My Epsom Salt comes in a 375 grams packet. I don't have a digital scale to get 170 grams as you suggested earlier. So I deicded to use all 375 grams, mixing in 1000 ml water. This will give me approx 0.56 ppm Mg daily, if I were to dose 3 ml daily of the Mg solution made to my 220 liters tank (using Fertilator). Correct me if I am wrong.

Best Regards

Thank You


----------



## nasfish (Sep 26, 2005)

Hi,

Just found out that the solubility of Epsom Slats (MgSO4) is 35.6 grams per 100 ml water. Obviously 1000 ml water will not dissolved all 375 grams Epsom Salts. Instead, I will mix it into 1500ml water to get 0.56 ppm Mg if I were to dose 5 ml of solution made into my 220 liters tank.

Best Regards

Thank You


----------



## plantbrain (Jan 23, 2004)

Edward said:


> Look around, what kind of people post problems most of the time?
> People using spoons.


I use spoons, I have no problems.
My spoons are no different than anyone else's.
I could say the same thing about PPS and be correct as well.
But the testing issues, and the CO2 would be much more the reason for both problems using spoons or not. It's not the spoon's fault when you make poor assumptions as to causes of problems.

If you add 1 ppm Mg per 7 ppm of N, you will likely never have any such deficiency with Mg. Note that is elemental mass, not NO3 and MgSO4 * 7H2O.

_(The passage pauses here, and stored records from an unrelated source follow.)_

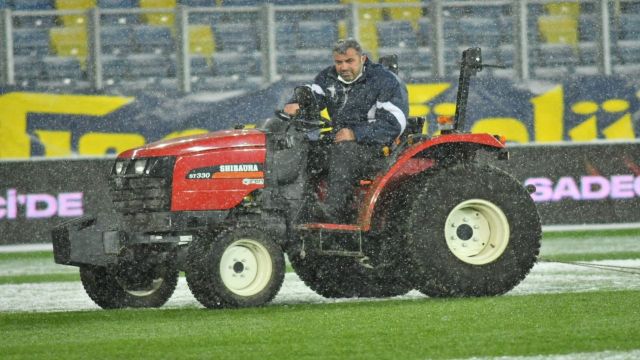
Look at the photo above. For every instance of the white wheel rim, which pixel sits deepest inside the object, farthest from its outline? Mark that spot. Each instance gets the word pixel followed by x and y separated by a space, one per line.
pixel 245 267
pixel 477 232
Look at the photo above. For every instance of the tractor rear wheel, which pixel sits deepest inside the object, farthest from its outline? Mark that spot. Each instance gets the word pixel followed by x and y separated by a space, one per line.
pixel 238 267
pixel 473 230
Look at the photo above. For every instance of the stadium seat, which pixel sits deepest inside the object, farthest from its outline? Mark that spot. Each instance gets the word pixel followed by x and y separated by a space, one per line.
pixel 147 66
pixel 69 41
pixel 198 3
pixel 120 18
pixel 114 69
pixel 629 27
pixel 117 39
pixel 201 41
pixel 31 42
pixel 411 14
pixel 235 64
pixel 153 39
pixel 74 20
pixel 571 9
pixel 588 28
pixel 317 34
pixel 241 37
pixel 28 68
pixel 287 36
pixel 364 13
pixel 483 32
pixel 63 69
pixel 558 29
pixel 556 55
pixel 424 32
pixel 35 20
pixel 629 51
pixel 396 34
pixel 158 18
pixel 311 61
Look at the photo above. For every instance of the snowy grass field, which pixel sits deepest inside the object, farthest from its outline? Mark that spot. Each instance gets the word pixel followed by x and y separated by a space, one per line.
pixel 560 311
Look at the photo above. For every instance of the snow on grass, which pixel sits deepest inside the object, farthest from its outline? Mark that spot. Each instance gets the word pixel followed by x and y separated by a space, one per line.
pixel 544 278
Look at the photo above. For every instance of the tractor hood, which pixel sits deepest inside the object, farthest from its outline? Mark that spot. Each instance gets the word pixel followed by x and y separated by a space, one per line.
pixel 198 143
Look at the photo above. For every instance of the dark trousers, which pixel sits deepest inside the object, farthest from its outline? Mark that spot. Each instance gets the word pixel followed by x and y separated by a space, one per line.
pixel 349 162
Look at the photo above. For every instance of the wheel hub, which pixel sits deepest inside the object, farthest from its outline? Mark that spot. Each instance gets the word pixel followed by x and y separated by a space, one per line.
pixel 245 267
pixel 477 231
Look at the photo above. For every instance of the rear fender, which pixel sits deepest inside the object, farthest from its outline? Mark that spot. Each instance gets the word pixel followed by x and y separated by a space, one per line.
pixel 419 158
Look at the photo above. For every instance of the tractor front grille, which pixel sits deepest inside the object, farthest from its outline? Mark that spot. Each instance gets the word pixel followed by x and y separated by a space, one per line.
pixel 148 190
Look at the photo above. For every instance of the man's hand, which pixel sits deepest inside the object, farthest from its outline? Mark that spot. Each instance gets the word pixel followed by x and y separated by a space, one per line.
pixel 345 134
pixel 291 109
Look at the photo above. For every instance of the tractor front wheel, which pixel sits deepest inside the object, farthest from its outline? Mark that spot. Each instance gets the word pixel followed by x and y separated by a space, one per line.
pixel 239 267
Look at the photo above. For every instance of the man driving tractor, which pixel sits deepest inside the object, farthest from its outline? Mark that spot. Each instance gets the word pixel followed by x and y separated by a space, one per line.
pixel 368 107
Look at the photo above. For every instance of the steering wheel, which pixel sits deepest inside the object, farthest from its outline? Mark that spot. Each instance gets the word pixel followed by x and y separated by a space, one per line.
pixel 301 119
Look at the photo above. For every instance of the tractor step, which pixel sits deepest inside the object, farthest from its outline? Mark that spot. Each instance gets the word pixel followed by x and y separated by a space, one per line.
pixel 332 239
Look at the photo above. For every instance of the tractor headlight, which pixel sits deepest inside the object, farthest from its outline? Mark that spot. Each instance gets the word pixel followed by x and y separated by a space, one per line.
pixel 119 167
pixel 139 166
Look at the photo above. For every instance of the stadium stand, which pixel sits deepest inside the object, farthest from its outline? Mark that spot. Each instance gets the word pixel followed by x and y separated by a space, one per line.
pixel 140 48
pixel 157 17
pixel 119 18
pixel 76 19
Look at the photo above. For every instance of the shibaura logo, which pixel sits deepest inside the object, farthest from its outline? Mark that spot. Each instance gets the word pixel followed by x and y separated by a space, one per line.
pixel 15 205
pixel 228 171
pixel 615 187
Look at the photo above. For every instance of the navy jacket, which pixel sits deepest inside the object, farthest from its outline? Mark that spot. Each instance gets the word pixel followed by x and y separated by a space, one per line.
pixel 375 106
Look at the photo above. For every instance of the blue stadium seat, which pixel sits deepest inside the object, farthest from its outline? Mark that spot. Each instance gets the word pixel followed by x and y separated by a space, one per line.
pixel 235 64
pixel 31 42
pixel 287 36
pixel 587 28
pixel 317 34
pixel 114 69
pixel 311 61
pixel 424 31
pixel 629 27
pixel 629 51
pixel 147 66
pixel 117 40
pixel 120 18
pixel 62 68
pixel 240 37
pixel 153 39
pixel 483 32
pixel 396 34
pixel 557 55
pixel 198 3
pixel 36 20
pixel 27 68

Whether the nutrient is in solution or dry does not make any difference(it's going to be added to the tank of a known volume anyway, why not use that as the volume instead of dilutions?). It's an added step and this hobby/any method is not that critical to require accuracy to that level except perhaps a tiny nano tank, but I have 9 such tiny tanks without any issues, so.......

I disagree about the need to dose daily for Mg. I do not think it'll hurt either.
You can dose it once a week, I have and can match my plant health against the best out there.

Regards, 
Tom Barr


----------



## RuslanJamil (Oct 30, 2005)

Edward said:


> Dose 4 ml daily of Mg solution made by mixing 170 grams MgSO4 in 500 ml water.
> This will add 0.56 ppm Mg daily, maintaining 2 ppm or 0.5 dGH at 50% weekly WC.


The 2 ppm Mg at weekly 50% WC is assuming there is no consumption of Mg by the plants during the week, right?


----------



## Edward (May 25, 2004)

RuslanJamil said:


> The 2 ppm Mg at weekly 50% WC is assuming there is no consumption of Mg by the plants during the week, right?


Correct. 
For 60 gallon aquarium.


----------



## Edward (May 25, 2004)

For other aquariums you can use this table to rule out nutrient deficiencies. Click hehe for print form.










Example 1: dose daily 10 drops of Mg solution to 10 gallon aquarium.

Example 2: dose daily 4 ml of Mg solution to 75 gallon aquarium.

(Mg solution is made of 169 grams of MgSO4 dissolved in ½ liter water.)


----------